Netflix: Wall Street Anticipates a Drop in Subscriber Growth

Netflix (NASDAQ: NFLX) subscriber additions in the fourth quarter are likely to come in below expectations, while Wall Street analysts lower price targets for Netflix stock.

SunTrust analysts lowered price targets on Netflix stock from USD 410 to USD 355, which still indicates an upside of 30%. In pre-market trade on Wednesday Netflix shares dropped nearly 3% to around  USD 260 a share. The stock gained 39% last year but was down 36% from its record high of USD 423.21 set in June.

Netflix stocks lower comparable multiple and rising interest rates are primarily to blame for analysts lowered price targets.

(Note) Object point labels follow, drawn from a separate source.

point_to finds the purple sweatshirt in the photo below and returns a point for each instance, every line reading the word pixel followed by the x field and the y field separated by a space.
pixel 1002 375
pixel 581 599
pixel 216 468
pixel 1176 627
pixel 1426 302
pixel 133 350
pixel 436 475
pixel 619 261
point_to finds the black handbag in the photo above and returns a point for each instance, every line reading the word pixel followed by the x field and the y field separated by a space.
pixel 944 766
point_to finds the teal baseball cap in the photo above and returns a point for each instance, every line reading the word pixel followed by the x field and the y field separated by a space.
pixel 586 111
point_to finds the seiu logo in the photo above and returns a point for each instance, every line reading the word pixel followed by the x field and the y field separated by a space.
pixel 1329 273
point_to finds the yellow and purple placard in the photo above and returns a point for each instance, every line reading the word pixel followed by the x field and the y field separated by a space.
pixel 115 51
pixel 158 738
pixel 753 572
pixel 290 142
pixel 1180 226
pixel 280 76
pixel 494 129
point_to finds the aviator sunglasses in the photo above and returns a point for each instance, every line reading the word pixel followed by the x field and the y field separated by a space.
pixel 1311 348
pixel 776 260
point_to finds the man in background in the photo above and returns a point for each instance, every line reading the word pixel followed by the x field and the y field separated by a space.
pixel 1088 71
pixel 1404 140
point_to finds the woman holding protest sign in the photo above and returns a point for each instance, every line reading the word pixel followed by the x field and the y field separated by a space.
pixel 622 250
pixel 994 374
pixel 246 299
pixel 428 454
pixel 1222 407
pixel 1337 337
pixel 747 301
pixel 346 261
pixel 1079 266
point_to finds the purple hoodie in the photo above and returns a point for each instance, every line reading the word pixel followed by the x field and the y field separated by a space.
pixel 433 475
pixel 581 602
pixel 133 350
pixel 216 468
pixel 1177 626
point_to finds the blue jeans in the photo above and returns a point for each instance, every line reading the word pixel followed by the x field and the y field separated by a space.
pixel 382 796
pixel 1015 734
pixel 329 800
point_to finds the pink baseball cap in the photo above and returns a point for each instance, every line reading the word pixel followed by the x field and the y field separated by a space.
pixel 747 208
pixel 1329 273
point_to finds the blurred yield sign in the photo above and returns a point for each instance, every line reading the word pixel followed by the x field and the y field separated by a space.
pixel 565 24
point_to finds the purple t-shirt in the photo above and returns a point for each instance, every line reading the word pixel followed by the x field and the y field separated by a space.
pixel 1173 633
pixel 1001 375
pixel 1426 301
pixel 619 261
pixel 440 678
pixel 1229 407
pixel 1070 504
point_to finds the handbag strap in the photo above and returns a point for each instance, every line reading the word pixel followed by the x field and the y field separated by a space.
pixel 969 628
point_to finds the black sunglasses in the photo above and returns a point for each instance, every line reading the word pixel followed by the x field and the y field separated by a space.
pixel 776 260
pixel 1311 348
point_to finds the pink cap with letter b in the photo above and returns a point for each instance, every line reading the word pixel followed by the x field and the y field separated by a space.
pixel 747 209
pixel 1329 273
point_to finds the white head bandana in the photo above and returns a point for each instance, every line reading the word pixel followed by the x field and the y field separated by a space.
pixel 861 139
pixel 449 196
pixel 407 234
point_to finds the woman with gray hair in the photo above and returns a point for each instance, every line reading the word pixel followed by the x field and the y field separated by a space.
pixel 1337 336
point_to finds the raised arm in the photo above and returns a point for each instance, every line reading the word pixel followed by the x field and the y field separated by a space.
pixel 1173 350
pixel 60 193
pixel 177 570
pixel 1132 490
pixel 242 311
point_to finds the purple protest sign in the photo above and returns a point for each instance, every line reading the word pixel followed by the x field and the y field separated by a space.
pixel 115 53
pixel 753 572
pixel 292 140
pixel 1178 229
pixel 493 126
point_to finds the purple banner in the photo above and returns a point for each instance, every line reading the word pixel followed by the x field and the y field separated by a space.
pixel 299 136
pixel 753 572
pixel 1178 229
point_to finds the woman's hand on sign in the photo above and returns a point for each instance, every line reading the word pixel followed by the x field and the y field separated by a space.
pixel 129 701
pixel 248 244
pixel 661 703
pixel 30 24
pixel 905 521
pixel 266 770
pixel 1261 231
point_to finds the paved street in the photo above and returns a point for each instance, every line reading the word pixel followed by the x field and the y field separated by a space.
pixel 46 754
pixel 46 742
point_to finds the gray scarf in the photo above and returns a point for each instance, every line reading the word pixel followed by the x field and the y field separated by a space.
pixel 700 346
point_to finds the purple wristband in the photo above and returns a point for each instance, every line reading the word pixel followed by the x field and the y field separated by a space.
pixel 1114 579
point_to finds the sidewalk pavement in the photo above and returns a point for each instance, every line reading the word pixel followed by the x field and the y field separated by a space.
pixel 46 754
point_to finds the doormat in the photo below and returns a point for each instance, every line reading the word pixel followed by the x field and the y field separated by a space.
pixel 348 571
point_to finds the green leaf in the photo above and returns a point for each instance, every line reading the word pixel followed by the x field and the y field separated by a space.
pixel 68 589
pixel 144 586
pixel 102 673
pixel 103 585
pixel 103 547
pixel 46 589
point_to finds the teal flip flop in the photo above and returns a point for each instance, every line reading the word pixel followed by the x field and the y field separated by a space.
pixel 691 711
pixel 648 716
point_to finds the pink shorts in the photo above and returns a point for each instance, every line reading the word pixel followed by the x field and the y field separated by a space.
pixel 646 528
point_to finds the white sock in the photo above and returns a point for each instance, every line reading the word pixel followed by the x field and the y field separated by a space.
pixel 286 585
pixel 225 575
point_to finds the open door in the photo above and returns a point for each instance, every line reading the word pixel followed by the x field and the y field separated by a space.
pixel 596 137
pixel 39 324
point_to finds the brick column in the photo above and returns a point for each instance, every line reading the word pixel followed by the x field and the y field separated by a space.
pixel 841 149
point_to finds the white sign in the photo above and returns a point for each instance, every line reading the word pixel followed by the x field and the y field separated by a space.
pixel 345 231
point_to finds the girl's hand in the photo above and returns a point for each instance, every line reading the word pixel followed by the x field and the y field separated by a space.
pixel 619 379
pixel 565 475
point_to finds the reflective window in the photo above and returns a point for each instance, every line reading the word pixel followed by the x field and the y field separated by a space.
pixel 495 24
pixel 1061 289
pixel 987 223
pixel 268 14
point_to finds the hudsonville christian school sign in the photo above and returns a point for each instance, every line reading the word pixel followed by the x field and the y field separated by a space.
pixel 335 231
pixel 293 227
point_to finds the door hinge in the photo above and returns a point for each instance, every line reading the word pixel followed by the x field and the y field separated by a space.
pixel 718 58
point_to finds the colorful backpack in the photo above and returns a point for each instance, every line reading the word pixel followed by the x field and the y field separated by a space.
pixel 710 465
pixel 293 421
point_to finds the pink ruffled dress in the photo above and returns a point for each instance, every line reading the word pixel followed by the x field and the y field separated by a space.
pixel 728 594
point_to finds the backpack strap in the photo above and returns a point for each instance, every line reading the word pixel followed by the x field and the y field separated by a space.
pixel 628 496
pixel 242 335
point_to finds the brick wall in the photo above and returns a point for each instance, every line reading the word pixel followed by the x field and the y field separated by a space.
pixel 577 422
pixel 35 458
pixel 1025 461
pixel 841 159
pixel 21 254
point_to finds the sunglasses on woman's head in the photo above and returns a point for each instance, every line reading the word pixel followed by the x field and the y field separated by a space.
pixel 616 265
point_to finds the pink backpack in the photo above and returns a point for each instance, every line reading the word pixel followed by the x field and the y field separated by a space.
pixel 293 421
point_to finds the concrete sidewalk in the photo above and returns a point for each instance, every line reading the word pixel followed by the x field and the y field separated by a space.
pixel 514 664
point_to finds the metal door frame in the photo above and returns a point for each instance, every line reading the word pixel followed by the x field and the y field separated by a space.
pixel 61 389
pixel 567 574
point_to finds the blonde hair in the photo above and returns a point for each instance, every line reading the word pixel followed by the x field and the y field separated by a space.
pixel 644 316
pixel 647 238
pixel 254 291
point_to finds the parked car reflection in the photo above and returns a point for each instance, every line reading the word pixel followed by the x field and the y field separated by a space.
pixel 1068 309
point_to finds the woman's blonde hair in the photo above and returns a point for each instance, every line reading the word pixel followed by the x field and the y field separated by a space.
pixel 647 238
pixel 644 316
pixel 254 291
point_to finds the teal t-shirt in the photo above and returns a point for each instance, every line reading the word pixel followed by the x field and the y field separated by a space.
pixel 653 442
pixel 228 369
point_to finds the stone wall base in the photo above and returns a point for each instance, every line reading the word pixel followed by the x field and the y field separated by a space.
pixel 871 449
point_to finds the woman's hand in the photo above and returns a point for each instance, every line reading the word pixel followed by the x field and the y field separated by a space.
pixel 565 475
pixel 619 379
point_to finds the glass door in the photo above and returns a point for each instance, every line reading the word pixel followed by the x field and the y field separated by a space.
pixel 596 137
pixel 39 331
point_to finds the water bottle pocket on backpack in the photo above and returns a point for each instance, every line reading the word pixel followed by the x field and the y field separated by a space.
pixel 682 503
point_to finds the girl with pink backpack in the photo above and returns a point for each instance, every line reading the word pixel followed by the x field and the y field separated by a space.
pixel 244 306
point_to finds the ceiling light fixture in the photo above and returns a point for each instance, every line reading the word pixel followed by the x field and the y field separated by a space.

Subscriber growth for the internet entertainment company in domestic and international users is currently predicted to come in below estimates. Fourth quarter U.S. subscriber additions were expected to grow to 1.75 million, now analysts expect 1.43 million to 1.75 million. International subscriber additions were originally predicted to come in at 7.3 million, now estimates are between 5 million to 6.9 million.

Analysts expect new popular programming from Netflix like “Birdbox,” “Bandersnatch,” and “Taylor Swift Reputation Stadium tour” to close the gap in subscriber additions. However impactful growth for the fourth-quarter seems unlikely.

The streaming company is also expecting to replace Chief Financial Officer David Wells. Netflix now plans to appoint Spencer Neumann as the new CFO, with hopes that the change will bring focus to the company’s production finances. Previously Neumann was  CFO of Activision Blizzard. “Spencer is a stellar entertainment executive and we’re thrilled that he will help us provide amazing stories to people all over the world,” said Reed Hastings, Netflix Chief Executive Officer.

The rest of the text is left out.